I woke up this morning seeing ‘organisational culture’ as nothing more than the prevailing ‘group mind-set’. This is great news for organisations, given that mind-sets are generally far more flexible and dynamic than we might imagine. We know that our own mind-set can in one instance make us feel stuck and frustrated and in another wise and on top of our game. This means that ‘culture’ is actually nothing more than a collection of thoughts that over time appear to have taken on a more solid form, through custom and practice, and re-telling of stories they have the appearance of being ‘real’. They may or may not be relevant and appropriate in today’s organisation; like clouds on a cloudy day, they may block out the sun!

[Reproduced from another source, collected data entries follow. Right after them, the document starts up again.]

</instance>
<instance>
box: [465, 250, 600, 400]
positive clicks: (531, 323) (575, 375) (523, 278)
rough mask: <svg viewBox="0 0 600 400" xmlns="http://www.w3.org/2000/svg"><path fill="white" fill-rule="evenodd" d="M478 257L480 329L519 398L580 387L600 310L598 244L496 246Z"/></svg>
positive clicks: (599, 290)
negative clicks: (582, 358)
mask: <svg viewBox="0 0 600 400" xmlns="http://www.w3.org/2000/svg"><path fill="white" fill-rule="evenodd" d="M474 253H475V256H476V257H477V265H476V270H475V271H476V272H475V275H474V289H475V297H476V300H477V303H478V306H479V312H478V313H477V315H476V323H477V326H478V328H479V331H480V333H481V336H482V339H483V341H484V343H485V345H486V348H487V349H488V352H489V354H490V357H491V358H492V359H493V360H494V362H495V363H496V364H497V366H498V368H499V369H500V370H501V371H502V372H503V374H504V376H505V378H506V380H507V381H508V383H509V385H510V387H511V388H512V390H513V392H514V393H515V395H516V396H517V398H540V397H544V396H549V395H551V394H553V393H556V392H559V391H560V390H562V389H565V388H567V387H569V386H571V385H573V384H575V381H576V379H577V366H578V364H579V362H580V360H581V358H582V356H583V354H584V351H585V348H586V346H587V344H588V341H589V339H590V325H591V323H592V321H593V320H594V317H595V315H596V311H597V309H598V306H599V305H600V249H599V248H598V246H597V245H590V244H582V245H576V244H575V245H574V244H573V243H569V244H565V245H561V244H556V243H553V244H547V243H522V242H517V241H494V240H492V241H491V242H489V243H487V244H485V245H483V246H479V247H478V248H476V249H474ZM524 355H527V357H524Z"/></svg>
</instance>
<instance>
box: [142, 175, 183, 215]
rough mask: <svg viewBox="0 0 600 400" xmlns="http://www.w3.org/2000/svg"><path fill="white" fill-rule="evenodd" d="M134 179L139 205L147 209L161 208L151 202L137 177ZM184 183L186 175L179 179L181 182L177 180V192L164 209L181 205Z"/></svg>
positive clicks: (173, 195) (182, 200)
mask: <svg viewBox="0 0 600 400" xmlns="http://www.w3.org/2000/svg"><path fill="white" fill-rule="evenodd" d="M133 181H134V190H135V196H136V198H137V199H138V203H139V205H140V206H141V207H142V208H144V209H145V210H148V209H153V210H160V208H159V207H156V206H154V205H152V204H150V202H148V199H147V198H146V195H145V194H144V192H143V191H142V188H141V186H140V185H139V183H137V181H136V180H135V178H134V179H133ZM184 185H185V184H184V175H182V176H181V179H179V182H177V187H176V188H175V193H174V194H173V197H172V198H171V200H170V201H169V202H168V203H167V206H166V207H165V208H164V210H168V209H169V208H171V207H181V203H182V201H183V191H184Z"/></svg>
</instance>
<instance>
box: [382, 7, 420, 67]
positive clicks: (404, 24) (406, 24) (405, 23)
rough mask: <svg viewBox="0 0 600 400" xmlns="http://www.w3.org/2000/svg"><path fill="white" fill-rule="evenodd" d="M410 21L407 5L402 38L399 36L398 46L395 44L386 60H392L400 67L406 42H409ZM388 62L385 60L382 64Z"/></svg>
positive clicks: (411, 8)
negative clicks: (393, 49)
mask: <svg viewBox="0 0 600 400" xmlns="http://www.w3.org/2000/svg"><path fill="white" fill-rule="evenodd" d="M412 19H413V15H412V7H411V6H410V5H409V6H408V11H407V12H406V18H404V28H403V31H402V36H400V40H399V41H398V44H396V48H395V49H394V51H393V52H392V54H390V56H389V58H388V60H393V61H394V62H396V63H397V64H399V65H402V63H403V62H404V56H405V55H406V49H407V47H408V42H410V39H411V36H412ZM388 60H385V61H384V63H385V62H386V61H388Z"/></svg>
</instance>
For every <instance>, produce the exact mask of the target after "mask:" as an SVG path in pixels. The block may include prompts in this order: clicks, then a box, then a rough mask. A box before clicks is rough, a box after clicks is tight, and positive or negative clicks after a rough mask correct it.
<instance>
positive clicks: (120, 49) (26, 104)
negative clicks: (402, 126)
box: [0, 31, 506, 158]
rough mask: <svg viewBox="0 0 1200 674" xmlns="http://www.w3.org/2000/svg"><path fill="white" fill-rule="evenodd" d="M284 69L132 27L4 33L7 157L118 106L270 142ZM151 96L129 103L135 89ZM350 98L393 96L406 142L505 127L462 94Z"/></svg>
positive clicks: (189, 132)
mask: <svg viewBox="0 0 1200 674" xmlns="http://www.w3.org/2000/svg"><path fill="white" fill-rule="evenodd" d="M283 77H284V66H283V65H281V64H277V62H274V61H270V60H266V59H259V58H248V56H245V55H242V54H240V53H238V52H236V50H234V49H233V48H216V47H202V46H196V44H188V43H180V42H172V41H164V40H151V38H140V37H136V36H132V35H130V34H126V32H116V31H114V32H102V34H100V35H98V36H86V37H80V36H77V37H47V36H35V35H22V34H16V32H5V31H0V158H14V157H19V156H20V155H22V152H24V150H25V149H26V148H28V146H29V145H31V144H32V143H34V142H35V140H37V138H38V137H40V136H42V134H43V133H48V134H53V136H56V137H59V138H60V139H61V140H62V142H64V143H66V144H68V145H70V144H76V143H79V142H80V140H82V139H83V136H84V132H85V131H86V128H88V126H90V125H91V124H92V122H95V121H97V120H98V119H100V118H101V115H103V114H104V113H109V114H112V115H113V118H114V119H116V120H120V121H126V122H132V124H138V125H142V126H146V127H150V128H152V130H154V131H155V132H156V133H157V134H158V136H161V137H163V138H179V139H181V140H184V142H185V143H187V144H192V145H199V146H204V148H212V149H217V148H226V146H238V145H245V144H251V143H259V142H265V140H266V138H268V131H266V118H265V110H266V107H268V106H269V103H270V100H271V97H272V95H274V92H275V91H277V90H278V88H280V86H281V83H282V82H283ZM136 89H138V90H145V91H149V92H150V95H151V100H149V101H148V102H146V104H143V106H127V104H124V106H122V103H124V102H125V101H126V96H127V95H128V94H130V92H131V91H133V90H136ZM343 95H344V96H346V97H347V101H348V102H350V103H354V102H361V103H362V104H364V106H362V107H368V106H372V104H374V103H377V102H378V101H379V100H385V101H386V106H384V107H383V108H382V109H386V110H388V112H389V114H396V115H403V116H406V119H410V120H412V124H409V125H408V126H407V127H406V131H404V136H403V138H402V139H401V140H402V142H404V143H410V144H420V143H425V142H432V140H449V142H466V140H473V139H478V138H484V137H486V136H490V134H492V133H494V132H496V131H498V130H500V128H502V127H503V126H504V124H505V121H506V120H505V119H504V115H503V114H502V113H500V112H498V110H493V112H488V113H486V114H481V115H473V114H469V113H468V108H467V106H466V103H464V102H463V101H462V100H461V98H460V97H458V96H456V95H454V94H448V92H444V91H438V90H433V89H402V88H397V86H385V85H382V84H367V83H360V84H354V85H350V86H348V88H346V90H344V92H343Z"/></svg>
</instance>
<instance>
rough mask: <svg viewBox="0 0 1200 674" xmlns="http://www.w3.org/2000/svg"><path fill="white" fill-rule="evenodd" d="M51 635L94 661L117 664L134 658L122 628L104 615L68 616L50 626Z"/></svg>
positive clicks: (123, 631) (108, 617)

In my early career I worked for many years in organisational development (and HR) for a company with a predominant growth and development mind-set. Our MD really saw the value of people pulling together, of respect, kindness and giving the space for people to grow, develop and enjoy what they were doing. The feeling that we created was so palpable that visitors, including customers, often commented. I clearly remember coming in early one morning for a new product trial with a Tesco Technical Manager; we passed the night shift clocking off at the end of their shift and most of them greeted us warmly and politely. The Tesco Manager commented on the extraordinary sense of comradery. During this time, teams were regularly given the space to explore new ideas and new ways of doing things (we also had a suggestion scheme). It was a great place to work and we pushed the boundaries of product development and profitability.
What I often see now in organisations is the opposite effect. People are too busy-minded; the mind-set is one of surviving rather thriving. We talk about organisations in the 21st century having an ever-increasing need to deal with complexity, rapid change, more outside interference – be more agile, faster, better, act more responsibly! We want people to be resilient, creative, collaborative and yet fill every minute of every day doing stuff, following prescriptive procedures and chasing improbable targets.
Culture, like an individual mind-set will either stimulate or inhibit the energy in the system. I now see this reservoir of energy as potentially infinite if all the ‘stops’ are out. More energy is available when individuals understand the inside-out nature of how the mind works; busy, ego-based thoughts settle and in the resulting silence and space comes fresh thinking, leading collectively to greater feelings of well-being, clarity and resilience. Ideas, intuition and humanity are the forces behind growth and business success.
The most hopeful part of this message is that if indeed ‘organisational culture’ is nothing more than a prevailing ‘group mind-set’, a collection of thoughts in people’s minds, then your organisation is only ONE (collective) thought away from being a completely different place to work. This is supported by the fact that when our MD retired he was replaced by a leader with a very different mind-set and immediately things started to change – gone was the space and with it the extraordinary collaboration and humanity for each other, to be replaced over time by the survival mentality!